Mais, d’abord, elle dut s’associer à une autre troupe, déjà connue, celle
de Charles du Fresne , dont elle ne se serait séparée que vers 1650. On sait, par le Roman comique de Scarron, ce que
pouvait être, à cette époque, la vie des comédiens nomades. Quique Scarron n’ait certainement point fait l’histoire
de Molière, bien des traits du roman peuvent s’appliquer à lui et à ces compagnons, mais avec force réserves. –Il
est impossible, en dépit de recherches minutieuses, de suivre, année par année et étape par étape, les voyage de Molière.

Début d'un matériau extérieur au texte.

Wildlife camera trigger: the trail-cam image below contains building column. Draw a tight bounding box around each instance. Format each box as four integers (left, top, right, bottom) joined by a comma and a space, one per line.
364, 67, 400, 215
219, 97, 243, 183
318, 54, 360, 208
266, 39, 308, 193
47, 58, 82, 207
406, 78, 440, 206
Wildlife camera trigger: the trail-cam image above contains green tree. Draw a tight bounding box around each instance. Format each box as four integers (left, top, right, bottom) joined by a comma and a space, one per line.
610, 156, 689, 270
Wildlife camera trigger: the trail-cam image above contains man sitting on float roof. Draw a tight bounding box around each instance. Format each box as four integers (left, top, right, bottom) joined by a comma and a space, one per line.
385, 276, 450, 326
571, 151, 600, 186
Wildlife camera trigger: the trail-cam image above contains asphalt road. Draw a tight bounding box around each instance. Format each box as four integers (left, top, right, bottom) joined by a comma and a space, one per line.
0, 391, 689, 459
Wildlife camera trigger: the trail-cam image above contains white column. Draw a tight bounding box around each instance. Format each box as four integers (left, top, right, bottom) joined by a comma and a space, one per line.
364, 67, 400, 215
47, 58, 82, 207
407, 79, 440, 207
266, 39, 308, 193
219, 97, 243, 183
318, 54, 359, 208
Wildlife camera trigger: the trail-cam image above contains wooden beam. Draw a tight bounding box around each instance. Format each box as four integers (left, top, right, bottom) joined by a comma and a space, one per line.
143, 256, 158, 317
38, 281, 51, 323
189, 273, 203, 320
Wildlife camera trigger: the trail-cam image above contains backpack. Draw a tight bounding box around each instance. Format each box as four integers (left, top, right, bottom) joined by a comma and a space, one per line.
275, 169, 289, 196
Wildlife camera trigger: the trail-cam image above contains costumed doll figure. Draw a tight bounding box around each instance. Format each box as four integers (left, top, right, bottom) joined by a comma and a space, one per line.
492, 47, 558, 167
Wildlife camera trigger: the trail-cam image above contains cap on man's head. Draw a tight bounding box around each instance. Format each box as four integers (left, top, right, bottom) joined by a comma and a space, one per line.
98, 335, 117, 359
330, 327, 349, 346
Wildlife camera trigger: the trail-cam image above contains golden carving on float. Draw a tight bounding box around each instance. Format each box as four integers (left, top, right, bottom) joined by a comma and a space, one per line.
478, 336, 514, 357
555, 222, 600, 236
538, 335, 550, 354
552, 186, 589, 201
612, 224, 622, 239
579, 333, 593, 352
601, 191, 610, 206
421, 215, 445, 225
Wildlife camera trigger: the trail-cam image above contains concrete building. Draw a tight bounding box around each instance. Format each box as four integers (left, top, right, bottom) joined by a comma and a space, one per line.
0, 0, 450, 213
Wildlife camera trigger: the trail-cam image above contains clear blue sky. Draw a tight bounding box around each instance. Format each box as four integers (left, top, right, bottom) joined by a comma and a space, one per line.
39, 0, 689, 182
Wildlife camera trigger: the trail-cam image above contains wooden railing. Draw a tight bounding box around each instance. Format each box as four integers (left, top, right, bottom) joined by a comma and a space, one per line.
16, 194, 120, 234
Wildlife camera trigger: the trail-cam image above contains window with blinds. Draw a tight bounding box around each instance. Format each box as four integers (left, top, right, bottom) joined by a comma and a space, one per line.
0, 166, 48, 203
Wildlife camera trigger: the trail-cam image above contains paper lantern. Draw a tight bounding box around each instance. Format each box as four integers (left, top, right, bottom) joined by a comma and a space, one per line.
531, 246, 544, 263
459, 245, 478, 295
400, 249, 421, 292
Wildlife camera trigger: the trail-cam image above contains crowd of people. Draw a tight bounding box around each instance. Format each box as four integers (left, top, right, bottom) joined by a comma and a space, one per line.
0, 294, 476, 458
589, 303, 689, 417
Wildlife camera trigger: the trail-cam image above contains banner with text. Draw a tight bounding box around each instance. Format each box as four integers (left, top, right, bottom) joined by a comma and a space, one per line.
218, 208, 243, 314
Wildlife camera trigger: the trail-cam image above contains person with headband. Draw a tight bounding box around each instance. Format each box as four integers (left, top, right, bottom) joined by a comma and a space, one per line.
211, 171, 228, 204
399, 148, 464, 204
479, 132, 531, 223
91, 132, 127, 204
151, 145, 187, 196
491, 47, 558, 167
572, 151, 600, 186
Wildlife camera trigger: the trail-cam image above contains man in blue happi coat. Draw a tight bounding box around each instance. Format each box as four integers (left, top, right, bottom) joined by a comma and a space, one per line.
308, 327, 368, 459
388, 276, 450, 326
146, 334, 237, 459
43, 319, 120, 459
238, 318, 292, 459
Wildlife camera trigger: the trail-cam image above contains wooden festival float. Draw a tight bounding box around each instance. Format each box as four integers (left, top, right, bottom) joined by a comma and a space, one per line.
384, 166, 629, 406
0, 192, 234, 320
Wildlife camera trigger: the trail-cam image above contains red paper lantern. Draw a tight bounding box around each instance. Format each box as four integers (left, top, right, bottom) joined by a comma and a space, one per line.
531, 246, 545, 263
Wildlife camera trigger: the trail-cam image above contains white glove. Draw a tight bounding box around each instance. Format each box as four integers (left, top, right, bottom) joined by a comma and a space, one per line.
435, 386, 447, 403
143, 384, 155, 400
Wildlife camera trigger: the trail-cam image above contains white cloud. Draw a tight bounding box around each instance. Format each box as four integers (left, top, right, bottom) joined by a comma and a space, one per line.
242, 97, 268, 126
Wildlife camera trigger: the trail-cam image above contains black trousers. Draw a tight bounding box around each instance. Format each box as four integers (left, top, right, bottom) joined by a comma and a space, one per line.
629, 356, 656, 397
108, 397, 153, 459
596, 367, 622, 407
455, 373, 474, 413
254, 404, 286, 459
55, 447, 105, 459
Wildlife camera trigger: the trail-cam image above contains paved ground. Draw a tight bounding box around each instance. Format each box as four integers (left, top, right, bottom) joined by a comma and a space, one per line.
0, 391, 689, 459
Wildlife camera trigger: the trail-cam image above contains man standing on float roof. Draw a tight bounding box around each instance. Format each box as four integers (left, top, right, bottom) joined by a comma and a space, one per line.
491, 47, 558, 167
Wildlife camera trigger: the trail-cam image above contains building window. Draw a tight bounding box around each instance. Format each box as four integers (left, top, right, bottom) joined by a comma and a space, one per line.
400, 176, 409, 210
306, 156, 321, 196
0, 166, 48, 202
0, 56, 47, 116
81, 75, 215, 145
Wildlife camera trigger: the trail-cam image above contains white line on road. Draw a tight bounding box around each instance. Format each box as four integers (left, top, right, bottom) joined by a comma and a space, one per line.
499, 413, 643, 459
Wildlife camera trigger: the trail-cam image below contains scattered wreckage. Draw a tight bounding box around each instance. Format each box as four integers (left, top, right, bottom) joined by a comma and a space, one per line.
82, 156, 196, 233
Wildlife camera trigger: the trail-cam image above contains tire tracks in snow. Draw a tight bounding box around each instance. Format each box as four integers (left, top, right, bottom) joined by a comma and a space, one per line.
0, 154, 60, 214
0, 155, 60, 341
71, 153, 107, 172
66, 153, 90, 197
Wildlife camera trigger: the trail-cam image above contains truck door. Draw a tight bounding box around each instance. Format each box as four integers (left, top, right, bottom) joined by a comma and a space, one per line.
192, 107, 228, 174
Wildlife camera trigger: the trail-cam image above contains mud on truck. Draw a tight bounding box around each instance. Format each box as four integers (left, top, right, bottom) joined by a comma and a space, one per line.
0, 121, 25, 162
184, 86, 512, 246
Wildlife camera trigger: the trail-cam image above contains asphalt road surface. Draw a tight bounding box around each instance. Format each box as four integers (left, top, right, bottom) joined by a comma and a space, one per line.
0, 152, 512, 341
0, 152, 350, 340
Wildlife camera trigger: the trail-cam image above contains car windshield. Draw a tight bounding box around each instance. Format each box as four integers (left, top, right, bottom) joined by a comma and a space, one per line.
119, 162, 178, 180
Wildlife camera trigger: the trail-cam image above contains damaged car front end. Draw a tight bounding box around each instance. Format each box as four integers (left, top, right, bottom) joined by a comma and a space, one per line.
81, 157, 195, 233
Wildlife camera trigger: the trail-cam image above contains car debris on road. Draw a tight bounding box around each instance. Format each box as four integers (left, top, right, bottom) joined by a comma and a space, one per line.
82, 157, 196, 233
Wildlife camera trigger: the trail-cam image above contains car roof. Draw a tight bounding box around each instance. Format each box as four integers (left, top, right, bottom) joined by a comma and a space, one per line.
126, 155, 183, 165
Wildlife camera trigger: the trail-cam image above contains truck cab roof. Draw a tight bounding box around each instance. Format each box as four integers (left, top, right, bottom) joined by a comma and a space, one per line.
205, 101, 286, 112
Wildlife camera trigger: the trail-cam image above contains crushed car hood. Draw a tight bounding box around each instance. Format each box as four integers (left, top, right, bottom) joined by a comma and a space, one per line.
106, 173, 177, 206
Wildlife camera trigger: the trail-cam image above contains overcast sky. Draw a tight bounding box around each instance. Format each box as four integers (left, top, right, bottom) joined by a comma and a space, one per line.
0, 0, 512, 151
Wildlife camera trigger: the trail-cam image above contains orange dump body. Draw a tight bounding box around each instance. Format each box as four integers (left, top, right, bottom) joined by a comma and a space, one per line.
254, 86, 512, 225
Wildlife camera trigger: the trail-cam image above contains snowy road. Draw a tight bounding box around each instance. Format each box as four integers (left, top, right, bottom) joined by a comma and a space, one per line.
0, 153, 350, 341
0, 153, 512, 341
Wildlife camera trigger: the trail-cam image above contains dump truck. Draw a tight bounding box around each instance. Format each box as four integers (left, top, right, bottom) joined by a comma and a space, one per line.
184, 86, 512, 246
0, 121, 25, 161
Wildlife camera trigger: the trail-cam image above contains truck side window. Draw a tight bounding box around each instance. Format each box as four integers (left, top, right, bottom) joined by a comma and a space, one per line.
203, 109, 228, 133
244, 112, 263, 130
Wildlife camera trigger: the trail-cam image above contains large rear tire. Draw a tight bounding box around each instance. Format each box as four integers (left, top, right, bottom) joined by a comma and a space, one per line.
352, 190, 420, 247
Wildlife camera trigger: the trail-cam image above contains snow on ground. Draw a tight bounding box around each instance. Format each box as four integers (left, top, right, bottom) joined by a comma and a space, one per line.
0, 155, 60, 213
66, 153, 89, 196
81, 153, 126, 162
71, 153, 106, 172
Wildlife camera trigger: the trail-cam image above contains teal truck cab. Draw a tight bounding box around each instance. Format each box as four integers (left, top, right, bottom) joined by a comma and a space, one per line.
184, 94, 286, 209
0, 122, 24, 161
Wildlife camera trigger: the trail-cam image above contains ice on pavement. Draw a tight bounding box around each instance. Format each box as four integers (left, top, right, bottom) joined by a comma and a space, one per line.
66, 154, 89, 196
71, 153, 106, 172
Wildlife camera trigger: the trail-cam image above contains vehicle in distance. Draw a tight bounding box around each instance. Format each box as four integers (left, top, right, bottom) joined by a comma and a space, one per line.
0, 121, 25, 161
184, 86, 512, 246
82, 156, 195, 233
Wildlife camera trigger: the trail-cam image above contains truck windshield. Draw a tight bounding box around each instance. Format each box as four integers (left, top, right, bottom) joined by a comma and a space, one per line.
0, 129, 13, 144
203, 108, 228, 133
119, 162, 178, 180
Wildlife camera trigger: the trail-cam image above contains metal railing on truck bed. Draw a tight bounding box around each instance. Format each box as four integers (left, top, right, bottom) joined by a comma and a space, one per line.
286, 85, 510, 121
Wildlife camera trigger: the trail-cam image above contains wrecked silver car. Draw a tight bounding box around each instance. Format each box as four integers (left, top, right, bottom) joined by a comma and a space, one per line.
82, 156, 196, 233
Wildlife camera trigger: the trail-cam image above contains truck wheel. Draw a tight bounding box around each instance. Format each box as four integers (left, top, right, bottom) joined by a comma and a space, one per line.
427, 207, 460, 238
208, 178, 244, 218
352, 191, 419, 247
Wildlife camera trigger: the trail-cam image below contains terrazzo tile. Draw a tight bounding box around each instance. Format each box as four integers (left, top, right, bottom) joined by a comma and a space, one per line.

Quel était son répertoire, en provence? D’abord, très probablement, un grand nombre de pièces, sérieuses ou comiques,
des auteurs à la mode. Nous savons que Molière joua Nicomède à Bordeaux; il dut posséder dans son répertoire d’autres
pièces de Corneille, de Du Ryer, de Tristan, de Rotrou, de Th. Corneille, etc. Evidement, l’étude de toute cette production
contemporaine donna à Molière un fond de connaissance dramatique que rien n’êut remplacé. Pour avoir joué tous les auteurs
de son temps, il fut rompu à leurs procédés d’intrigue et de style. Molière y ajouta de bonne heure des pièces
de sa composition , soit de grands ouvrages tragique, soit des comédies imitées de l’Italie (comme l’Etourdi et
le Dépit amoureux), soit des farces, genre dans lequel il excellait. Ainsi, sans qu’il nous soit possible d’insister
sur le détail, Molière, entre 1646 et 1658, pendant douze ans, joue tout répertoire contemporain, et s’exerce dans tous
les genres.
Mais ce qu’il doit surtout à ce long séjour en province, c’est l’observation directe des moeurs et
des caractères. Resté à Paris, Molière n’eût jamais trouvé l’occasion de contempler tant d’originaux. La
province, moins soumise à l’éfiquette, où la vie était plus simple et plus libre, où d’un lieu à un autre les
types comme les costumes changeaient, offrait à Molière un champ d’observation dont il a su profiter. On nous le
représente, chez le barbier de Pézenas, prètant l’oreille aux conversations; ainsi dut-il s’instruire, partout
où il s’arrêta. Son théâtre contiendra des types plus accentués d’un relief plus haute, que ne devaient l’être,
à cette époque, les types parisiens. C’est la province qui non seulement lui a fourni Gorgibus et M. De Pourceaugnac,
mais ce qu’il y a de plus vif dans un Chrysale, dans un M. Jourdain, et peut-être dans un Tartuffe.